Wellesley frowned. “What the devil… “ he began, then watched as Sharpe unfolded the paper and held it up to the sun. Tiny dots of light sparked on the page. Monsieur Visser and the other civilian stepped back as if to suggest they had nothing to do with whatever happened next and Sharpe just gazed at the pricks of sunlight and felt a great surge of relief. He was safe. “Sir?” he said.

Wellesley came and stood beside him, then took the paper and held it high. He stared at the pinpricks for a very long while. Dunnett, not understanding what was happening, fidgeted. Madame Visser sat still, saying nothing. The General still examined the tiny dots of light. “I’m told, sir,” Sharpe said, “that each pinprick beneath a letter is… “

“I know how the system works, thank you, Sharpe,” Wellesley said coldly. He read off each letter to decipher the hidden message, then finally lowered the newspaper. “You were employed on some obscure business for Sir David Baird, am I right?”

“Yes, sir.”

“And Lord Pumphrey was entangled in the affair, yes?”

“Yes, sir.”

“He woke me in London to ask my opinion of you, Sharpe.”

“He did, sir?” Sharpe could not hide his surprise.

“The message is in French, Sharpe,” the General said, carefully folding the paper, “and so far as I can see, it instructs their agents in the city to obey the Crown Prince’s instructions to burn the fleet. I imagine General Cathcart will be interested.” Wellesley thrust the folded paper back to Sharpe. “Take it to him, Sharpe. It looks as if your business is unfinished. Can you still sit on a horse?”

“Yes, sir.”

“You never did it well. Let us pray you have learned better.” He turned to one of his aides. “You will arrange for Lieutenant Sharpe to go north now. Right now! Madame? You are a diplomat, so I must leave you inviolate.”

“Such a pity,” Madame Visser said, clearly entranced by Sir Arthur.

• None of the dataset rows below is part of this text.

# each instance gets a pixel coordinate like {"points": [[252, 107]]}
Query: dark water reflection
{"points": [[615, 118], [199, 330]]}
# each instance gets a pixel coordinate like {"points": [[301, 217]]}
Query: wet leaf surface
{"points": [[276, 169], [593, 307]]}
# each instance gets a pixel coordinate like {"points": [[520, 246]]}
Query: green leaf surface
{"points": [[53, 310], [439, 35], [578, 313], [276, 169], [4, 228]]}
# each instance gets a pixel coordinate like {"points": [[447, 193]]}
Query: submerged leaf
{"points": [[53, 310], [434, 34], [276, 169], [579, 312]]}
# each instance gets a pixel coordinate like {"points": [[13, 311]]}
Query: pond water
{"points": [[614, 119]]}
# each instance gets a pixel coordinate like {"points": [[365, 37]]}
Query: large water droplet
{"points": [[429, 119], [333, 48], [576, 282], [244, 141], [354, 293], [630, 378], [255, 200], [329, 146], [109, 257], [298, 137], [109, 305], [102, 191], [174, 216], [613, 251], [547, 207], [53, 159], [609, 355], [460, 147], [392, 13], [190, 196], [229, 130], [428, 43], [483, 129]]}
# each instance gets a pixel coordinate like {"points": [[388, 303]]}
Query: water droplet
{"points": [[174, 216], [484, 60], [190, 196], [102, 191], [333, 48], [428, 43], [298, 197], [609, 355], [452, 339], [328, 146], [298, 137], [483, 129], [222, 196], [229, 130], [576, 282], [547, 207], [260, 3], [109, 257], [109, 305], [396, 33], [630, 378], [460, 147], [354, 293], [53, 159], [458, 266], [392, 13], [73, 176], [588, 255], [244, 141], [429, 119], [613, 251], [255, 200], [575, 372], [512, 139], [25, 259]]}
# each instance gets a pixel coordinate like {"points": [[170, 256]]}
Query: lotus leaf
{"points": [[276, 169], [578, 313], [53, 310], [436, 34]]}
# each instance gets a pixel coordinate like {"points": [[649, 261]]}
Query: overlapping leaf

Captain Dunnett seethed, Murray smiled and Madame Visser just shook her head at Sharpe.

Who blew her a kiss.

Then rode north.

The dinner was held in one of the big houses in Copenhagen’s suburbs, a house very similar to the one where Skovgaard had lost his two teeth. A dozen men sat about the table that was presided over by General Sir William Cathcart, tenth Baron Cathcart and commander of His Britannic Majesty’s army in Denmark. He was a heavyset and gloomy man with a perpetual look of worry that was being exacerbated by the thin, intense man sitting to his right. Francis Jackson was from the Foreign Office and had been sent to Holstein to negotiate with the Crown Prince long before Cathcart’s forces had left Britain. The Danes had refused Jackson’s demands and now he had come to Copenhagen to insist that Cathcart bombard the city. “I don’t like the notion,” Cathcart grumbled.